A 「文民」は「武人じゃない人」ということかな。「武人」というのは、政府の見解によれば、現役の自衛官と「職業軍人の経歴があって軍国主義的思想に深く染まっている人」を指すんだって。それ以外は文民ということになる。
Q 新ガイドライン関連法案とは、どうかかわってくるの。
A 法案では、米軍支援の基本計画を国会に報告することになっている。政府とすれば、素早く事態に対応するためには国会の承認を待ってはいられないということらしい。だけど民主党や公明党などは、国会が承認する事項にするよう求めているんだ。

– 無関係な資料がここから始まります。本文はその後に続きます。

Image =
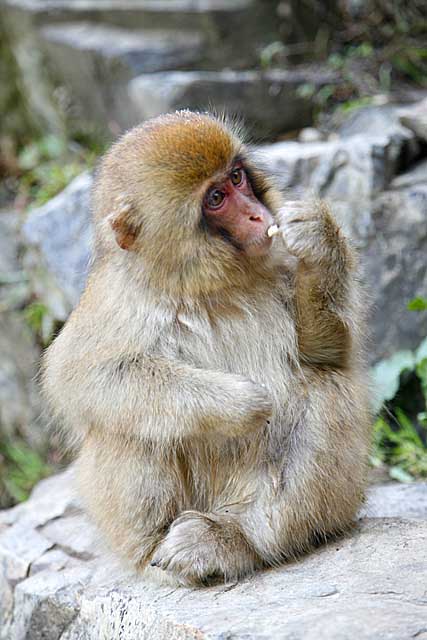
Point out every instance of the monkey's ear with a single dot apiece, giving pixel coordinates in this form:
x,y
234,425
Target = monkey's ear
x,y
124,227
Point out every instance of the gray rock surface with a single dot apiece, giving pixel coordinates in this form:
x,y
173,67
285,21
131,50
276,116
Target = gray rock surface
x,y
415,118
269,102
57,583
79,80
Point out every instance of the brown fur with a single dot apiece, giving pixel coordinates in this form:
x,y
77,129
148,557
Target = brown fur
x,y
219,402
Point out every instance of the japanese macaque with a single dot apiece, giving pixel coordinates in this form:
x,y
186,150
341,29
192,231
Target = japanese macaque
x,y
212,373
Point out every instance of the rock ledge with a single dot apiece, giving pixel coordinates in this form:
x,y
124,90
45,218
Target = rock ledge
x,y
56,585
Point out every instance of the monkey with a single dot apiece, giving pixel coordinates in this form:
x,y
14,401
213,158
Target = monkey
x,y
212,376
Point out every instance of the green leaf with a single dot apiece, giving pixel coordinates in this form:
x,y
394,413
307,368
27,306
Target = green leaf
x,y
417,304
422,375
421,352
386,376
399,474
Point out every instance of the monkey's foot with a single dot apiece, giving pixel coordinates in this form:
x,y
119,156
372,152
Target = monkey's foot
x,y
200,548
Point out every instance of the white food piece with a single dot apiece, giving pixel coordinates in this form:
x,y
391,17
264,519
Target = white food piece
x,y
271,231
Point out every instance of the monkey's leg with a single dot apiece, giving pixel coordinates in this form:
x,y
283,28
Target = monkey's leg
x,y
131,495
204,546
314,493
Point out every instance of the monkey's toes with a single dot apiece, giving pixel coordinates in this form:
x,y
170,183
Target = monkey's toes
x,y
188,550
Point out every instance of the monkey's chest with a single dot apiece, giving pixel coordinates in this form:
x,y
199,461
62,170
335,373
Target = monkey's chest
x,y
255,342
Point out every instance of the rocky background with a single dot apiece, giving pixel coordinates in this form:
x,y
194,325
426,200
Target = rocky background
x,y
334,96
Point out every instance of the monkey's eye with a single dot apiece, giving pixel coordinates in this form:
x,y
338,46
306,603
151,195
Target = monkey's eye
x,y
215,198
236,176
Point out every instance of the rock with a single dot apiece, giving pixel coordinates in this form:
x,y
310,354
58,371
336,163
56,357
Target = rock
x,y
95,62
310,134
393,243
344,170
59,236
269,102
68,76
415,119
395,500
367,585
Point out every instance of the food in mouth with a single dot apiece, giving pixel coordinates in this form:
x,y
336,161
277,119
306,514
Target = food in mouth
x,y
272,230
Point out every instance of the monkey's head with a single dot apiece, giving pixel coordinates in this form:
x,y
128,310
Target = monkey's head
x,y
180,196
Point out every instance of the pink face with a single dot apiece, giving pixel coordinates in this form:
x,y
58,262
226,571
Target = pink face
x,y
232,210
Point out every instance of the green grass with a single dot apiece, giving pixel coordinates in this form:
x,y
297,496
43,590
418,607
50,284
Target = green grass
x,y
400,437
20,469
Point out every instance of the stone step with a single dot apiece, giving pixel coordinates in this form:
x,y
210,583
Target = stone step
x,y
93,64
269,103
136,51
255,22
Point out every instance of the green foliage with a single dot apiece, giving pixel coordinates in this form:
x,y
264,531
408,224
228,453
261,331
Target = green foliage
x,y
417,304
48,165
40,320
399,441
21,468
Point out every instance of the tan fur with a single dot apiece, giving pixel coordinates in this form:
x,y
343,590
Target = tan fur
x,y
219,401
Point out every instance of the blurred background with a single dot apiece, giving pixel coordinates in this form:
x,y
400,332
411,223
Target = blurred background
x,y
333,93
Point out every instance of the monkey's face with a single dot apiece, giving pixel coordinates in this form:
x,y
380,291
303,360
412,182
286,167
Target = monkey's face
x,y
182,195
232,210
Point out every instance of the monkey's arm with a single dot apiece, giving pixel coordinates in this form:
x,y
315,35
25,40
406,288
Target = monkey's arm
x,y
153,397
326,287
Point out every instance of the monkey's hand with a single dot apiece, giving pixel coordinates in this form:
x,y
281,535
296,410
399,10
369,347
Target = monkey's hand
x,y
311,234
326,288
241,405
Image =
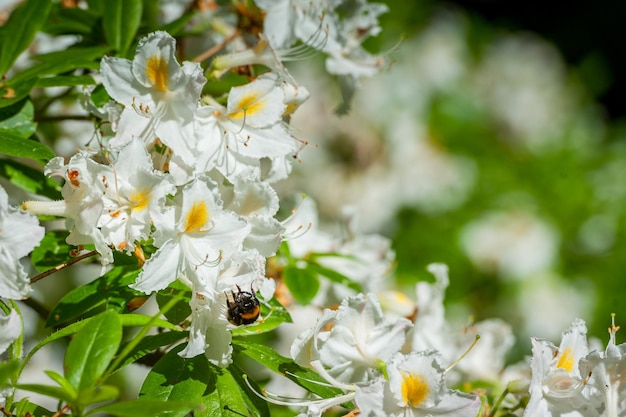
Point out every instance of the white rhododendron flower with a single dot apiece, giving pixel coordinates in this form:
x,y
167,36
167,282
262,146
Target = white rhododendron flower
x,y
350,343
193,240
557,385
208,333
249,128
82,202
415,388
134,194
10,329
160,95
607,369
20,233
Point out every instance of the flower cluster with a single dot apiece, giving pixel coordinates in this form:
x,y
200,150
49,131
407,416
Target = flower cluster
x,y
574,380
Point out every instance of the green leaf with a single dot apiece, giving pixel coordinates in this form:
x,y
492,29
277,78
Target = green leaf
x,y
48,391
120,21
20,30
151,343
139,320
54,68
99,96
268,357
176,27
7,371
91,53
15,91
30,179
335,276
21,123
90,352
73,21
65,81
179,379
99,394
144,407
15,145
24,408
226,398
110,291
256,406
303,283
63,383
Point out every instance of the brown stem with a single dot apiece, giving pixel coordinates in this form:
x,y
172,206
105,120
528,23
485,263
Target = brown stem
x,y
61,266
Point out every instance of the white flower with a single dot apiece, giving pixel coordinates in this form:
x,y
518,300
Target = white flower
x,y
236,137
82,202
360,339
415,388
160,95
134,194
514,244
20,233
193,240
208,333
557,386
258,203
607,369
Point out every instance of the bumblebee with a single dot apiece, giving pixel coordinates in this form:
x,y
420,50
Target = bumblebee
x,y
244,307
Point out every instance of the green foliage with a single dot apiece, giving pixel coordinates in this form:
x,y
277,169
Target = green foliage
x,y
20,30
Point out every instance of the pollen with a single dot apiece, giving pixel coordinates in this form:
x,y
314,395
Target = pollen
x,y
248,105
197,217
140,199
566,361
414,389
72,176
156,70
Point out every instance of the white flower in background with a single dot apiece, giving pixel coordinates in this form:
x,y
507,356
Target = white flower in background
x,y
258,203
134,194
607,370
557,386
512,244
20,233
193,238
415,388
249,128
160,95
320,26
10,329
431,331
351,343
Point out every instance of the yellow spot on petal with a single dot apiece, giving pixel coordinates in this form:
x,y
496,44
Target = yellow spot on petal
x,y
566,361
414,389
156,70
247,106
140,199
197,217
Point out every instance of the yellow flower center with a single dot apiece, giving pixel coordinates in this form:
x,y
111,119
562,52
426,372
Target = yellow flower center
x,y
566,361
140,199
414,389
156,70
248,105
197,218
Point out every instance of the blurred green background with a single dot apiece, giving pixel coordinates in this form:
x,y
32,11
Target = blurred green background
x,y
494,143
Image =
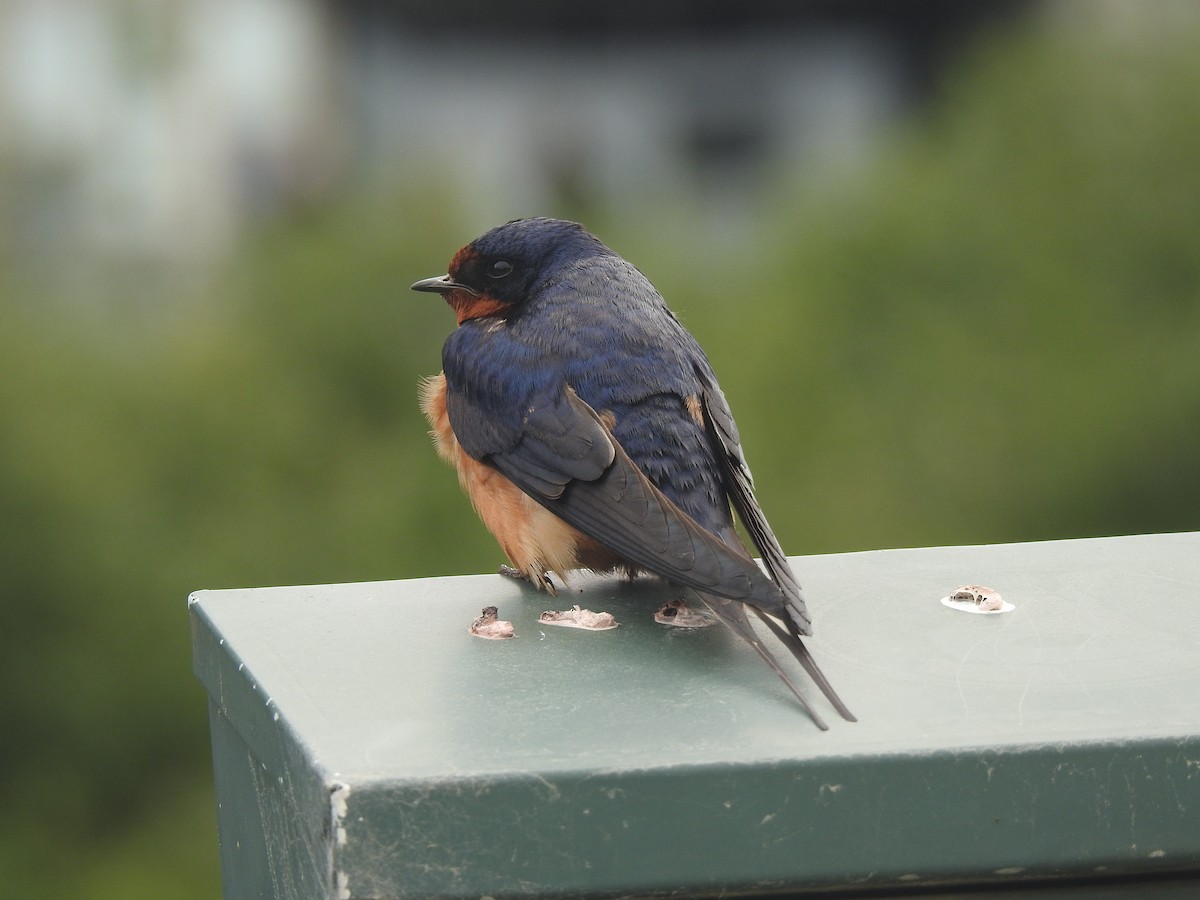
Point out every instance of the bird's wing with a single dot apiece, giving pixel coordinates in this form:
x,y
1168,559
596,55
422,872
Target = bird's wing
x,y
739,484
563,456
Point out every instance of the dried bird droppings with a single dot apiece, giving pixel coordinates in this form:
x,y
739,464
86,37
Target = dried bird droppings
x,y
977,599
576,617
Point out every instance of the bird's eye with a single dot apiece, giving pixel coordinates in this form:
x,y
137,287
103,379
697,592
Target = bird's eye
x,y
499,269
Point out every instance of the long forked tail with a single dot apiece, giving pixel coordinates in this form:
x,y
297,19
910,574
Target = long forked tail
x,y
804,657
733,615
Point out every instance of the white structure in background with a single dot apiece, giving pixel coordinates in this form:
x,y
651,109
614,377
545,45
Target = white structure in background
x,y
145,130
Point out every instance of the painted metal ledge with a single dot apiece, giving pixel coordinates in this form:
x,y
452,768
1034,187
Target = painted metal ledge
x,y
365,745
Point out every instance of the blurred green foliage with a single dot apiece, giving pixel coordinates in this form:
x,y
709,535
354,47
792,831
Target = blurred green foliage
x,y
990,335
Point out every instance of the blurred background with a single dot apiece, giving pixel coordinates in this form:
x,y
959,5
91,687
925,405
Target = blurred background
x,y
945,258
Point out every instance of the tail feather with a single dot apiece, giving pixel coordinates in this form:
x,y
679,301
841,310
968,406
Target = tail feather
x,y
804,657
733,615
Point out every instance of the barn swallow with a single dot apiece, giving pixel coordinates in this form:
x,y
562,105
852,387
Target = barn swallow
x,y
588,430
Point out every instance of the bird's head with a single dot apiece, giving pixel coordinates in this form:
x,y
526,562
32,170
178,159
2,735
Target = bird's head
x,y
499,270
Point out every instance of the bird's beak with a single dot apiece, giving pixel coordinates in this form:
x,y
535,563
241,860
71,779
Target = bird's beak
x,y
442,285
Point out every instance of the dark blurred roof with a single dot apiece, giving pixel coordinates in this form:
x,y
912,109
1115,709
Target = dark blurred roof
x,y
925,31
672,17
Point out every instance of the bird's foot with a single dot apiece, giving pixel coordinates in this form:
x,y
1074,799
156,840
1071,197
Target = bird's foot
x,y
678,613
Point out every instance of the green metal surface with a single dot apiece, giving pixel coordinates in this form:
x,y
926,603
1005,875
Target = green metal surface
x,y
366,745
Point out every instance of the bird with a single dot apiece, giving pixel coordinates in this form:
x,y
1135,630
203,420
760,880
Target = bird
x,y
588,429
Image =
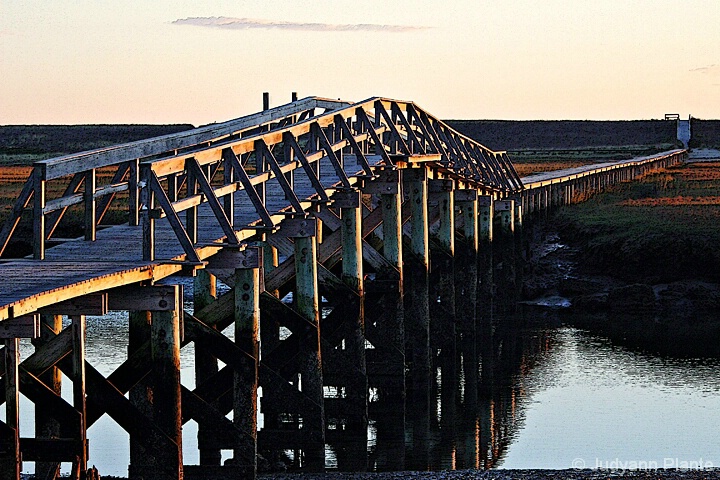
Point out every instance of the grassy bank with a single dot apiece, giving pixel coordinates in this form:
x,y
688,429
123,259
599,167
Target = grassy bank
x,y
661,228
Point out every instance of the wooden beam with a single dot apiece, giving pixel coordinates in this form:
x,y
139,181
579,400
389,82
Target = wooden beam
x,y
156,298
27,326
92,304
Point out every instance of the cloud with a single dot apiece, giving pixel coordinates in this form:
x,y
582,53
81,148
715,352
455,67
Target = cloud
x,y
715,67
250,23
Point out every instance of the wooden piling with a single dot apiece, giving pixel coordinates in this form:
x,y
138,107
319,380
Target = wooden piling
x,y
310,364
79,466
247,337
442,306
206,365
165,375
417,324
10,459
466,292
352,276
46,426
141,394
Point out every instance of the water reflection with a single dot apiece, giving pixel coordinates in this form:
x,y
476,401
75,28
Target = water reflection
x,y
546,394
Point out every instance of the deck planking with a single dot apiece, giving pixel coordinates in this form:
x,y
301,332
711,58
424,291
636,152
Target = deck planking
x,y
78,267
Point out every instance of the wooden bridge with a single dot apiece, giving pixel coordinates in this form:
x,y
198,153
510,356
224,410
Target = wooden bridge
x,y
321,217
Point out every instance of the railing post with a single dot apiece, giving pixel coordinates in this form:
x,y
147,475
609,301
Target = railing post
x,y
90,204
191,216
134,193
38,212
148,201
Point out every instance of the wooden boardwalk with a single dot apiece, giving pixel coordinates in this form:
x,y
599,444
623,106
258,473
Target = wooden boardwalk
x,y
340,204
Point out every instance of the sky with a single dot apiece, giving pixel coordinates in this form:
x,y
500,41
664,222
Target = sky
x,y
123,61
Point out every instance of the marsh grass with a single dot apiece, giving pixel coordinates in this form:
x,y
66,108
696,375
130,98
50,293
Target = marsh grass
x,y
663,227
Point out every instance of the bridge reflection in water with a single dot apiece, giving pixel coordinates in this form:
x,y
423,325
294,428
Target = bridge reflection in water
x,y
375,218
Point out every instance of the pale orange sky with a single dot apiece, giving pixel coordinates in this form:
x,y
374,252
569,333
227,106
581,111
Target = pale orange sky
x,y
201,61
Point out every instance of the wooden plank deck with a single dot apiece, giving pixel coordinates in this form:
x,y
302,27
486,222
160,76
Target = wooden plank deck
x,y
555,176
79,267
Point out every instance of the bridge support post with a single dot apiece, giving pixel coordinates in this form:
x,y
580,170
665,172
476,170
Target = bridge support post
x,y
247,323
205,293
141,394
10,458
442,286
46,426
486,287
417,300
353,368
467,292
307,303
79,466
417,325
165,375
386,362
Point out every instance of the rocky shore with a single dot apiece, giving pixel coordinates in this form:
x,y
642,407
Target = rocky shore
x,y
659,474
676,317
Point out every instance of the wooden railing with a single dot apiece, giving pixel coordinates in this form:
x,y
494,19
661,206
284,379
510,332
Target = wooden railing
x,y
167,175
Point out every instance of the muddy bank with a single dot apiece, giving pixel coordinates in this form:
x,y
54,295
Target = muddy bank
x,y
676,317
659,474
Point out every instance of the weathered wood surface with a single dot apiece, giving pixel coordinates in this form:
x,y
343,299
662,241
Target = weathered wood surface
x,y
557,176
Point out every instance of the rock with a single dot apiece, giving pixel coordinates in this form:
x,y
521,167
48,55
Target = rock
x,y
635,299
597,302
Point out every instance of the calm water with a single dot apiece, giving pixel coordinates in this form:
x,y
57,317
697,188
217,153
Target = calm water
x,y
555,397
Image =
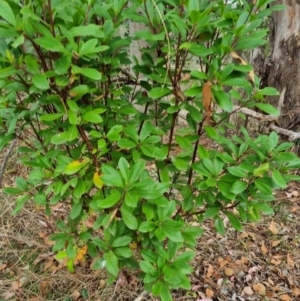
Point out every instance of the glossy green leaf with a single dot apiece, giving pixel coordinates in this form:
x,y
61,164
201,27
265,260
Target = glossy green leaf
x,y
112,263
278,179
110,200
234,221
50,44
7,14
40,81
92,116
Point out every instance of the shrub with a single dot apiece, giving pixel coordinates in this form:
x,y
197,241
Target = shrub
x,y
132,179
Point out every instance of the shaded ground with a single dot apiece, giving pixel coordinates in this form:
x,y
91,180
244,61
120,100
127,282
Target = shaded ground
x,y
261,263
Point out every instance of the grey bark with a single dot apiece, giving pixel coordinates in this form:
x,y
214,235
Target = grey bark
x,y
281,67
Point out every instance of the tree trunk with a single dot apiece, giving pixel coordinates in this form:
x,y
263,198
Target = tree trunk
x,y
280,66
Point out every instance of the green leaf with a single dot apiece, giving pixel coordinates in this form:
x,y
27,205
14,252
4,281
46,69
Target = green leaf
x,y
159,92
128,218
172,229
40,199
76,210
223,100
50,44
111,200
87,30
180,164
75,166
124,168
20,203
235,222
264,185
237,171
165,293
7,14
211,132
112,263
91,73
278,179
126,143
147,226
269,91
51,117
269,109
6,72
62,64
111,176
131,199
260,170
238,187
92,116
264,208
60,138
236,82
147,267
40,81
121,241
219,225
273,141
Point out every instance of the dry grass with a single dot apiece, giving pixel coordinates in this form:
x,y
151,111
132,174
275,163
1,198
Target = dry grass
x,y
225,267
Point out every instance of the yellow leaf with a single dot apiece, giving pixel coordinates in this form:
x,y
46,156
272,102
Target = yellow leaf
x,y
80,254
273,228
97,180
75,166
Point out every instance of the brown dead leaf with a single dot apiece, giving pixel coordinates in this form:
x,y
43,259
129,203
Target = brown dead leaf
x,y
243,62
259,288
243,235
8,295
276,261
122,280
49,263
264,248
275,243
273,228
15,285
45,287
247,290
222,262
102,283
210,271
285,297
76,295
229,272
3,266
80,254
209,293
290,261
296,291
185,76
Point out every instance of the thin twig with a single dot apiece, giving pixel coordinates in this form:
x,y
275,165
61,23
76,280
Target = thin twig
x,y
141,296
4,161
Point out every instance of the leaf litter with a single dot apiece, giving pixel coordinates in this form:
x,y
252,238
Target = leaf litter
x,y
260,263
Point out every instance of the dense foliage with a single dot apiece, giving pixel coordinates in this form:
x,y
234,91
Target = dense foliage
x,y
137,185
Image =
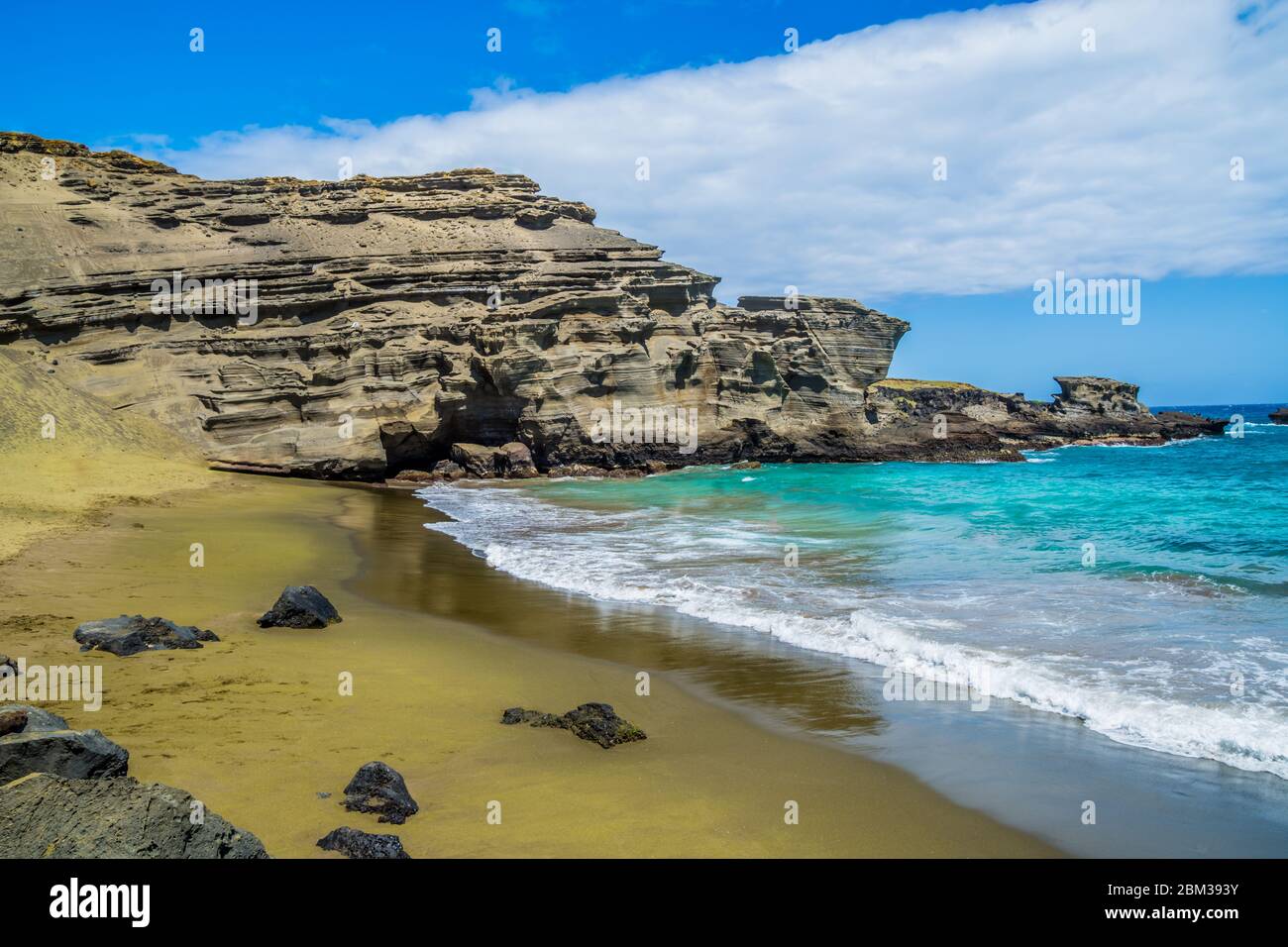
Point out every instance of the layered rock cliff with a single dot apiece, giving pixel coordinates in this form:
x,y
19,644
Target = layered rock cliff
x,y
390,318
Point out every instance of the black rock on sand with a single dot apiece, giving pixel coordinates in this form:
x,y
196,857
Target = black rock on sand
x,y
44,815
300,605
593,722
359,844
130,634
378,789
37,741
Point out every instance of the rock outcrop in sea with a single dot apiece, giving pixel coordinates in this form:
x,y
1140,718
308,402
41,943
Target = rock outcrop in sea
x,y
299,605
459,318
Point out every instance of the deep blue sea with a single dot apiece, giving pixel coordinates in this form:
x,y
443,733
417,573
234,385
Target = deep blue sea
x,y
1141,590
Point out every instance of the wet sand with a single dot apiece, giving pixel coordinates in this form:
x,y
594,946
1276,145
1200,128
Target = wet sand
x,y
438,644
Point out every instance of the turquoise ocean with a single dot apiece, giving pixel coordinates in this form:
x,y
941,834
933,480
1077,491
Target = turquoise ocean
x,y
1138,590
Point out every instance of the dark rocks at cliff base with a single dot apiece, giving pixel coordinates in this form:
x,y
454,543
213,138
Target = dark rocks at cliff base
x,y
593,722
37,741
449,471
47,815
518,324
378,789
299,605
359,844
511,460
130,634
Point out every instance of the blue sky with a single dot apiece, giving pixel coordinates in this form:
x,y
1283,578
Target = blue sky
x,y
773,169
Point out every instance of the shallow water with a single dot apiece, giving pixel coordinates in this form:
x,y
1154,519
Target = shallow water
x,y
1171,639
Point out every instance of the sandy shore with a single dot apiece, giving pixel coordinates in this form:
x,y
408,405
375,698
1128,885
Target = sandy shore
x,y
257,728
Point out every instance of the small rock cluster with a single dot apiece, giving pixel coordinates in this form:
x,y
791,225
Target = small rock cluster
x,y
593,722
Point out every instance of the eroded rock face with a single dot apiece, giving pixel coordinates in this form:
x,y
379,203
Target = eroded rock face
x,y
44,815
380,789
395,317
129,634
34,740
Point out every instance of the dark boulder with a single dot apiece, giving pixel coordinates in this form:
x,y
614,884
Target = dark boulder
x,y
359,844
535,718
378,789
599,724
12,722
593,722
46,744
130,634
46,815
299,605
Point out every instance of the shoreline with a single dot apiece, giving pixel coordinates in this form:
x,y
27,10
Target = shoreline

Q 国会がちゃんと是非を判断すべきだ、というわけか。
A そう。軍事の話は専門性も高いし、機密事項も多いから、「周辺事態」になれば防衛庁・自衛隊の主導で判断する場面が多くなるだろう。そこは国民の代表でつくる国権の最高機関が最終的にチェックすべきだ、という考え方なんだ。
Q だけど、文民による内閣なんだから、政府が決める段階で文民統制が働いているはずじゃないの?
A 確かに、政府内からは「行政権の範囲でできることで、国会には報告だけでいい」という意見も聞く。すでに文民統制は利いているというんだね。
Q 首相や防衛庁長官をはじめ、内閣を構成する政治家たちが的確な判断を下せるのなら十分、ということか。
A だけど、一九八六年の参院内閣委員会の政府答弁でも、文民統制の第一例として国会の議決や承認が挙げられている。日本の平和と安全に重要な影響を与える時のことなのだから、国会が深くかかわるべきじゃないかとも思う。もっと国会で議論してほしいね。政治家の責任は大きいんだから。